At about 8:45 p.m., the portals of the cathedral with their massive bronze doors swung open, light flooded out and the guards opened the barricades. And the sight was incredible. These thousands of young people (some guide books claim the cathedral can hold 40,000—I doubt it's that many, but a few thousand sounds right) were rushing, running, streaming—with polite determination—to get inside! My friend and I waited until the crowd went by and then entered and squeezed into the back of the packed church.
The liturgy was devised for the occasion, with music, testimonials, readings and a homily by Cardinal Carlo Maria Martini, archbishop of Milan. The highlight came at the end, when the candidates for baptism the following Saturday evening were entrusted with a copy of the Creed, which the whole assembly then recited with them.
My friend and I slipped out onto the piazza, where more crowds were following the events inside via large-screen monitors. At the very end of the liturgy a special tribute took place when the young people acknowledged Cardinal Martini's 20 years as archbishop of Milan. My friend whispered to me in total surprise, "He's smiling! He never smiles! But he just did!" This very professional archbishop had a real interest in ministry to young people, and they knew it. And they treated him like a rock star. The cardinal soon emerged and greeted the crowds outside. I determined that the next year I would come to Milan for this event and stay for all of Holy Week.
I have been back a number of times. The Traditio Symboli is always a little different, highlighting various themes and testimonials of faith, sometimes with short dramas. But it always includes literally passing on the Creed, entrusting it to the candidates for baptism. At the Traditio this year, 160 catechumens from 31 countries on 4 continents received our Creed.
The theme this year was mercy, as we could expect. The publicity posters announced in Italian, "Blessed are the merciful, for they shall obtain mercy." And the participants went home with a tag that resembled those that hang on hotel doors and warn "Do not disturb." But the tags we received this year have a different message, a welcome, highlighting next summer's World Youth Day and welcoming people to the journey.

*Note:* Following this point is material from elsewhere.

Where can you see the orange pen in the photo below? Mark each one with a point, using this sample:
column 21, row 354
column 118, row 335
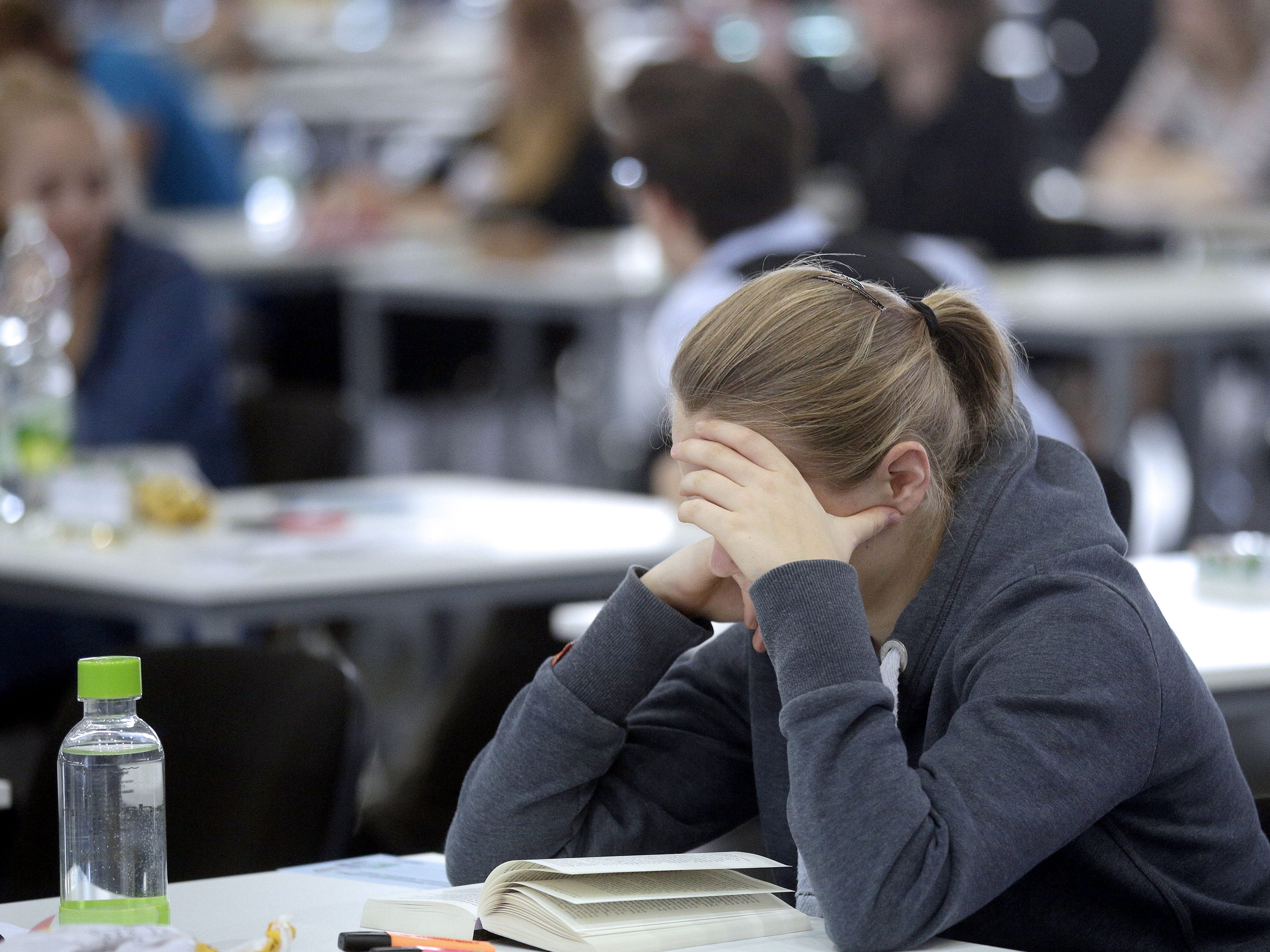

The world is very different from when I first encountered the Traditio and saw thousands rushing into the cathedral. Security is intense now with long lines undergoing questioning and body scans and handbag scrutiny. But the young people still arrive and join the catechumens to share a faith that is, to steal from St. Augustine, ever ancient, ever new. The door still opens and faith grows strong by being shared. This entry into Holy Week is powerful testament to that faith.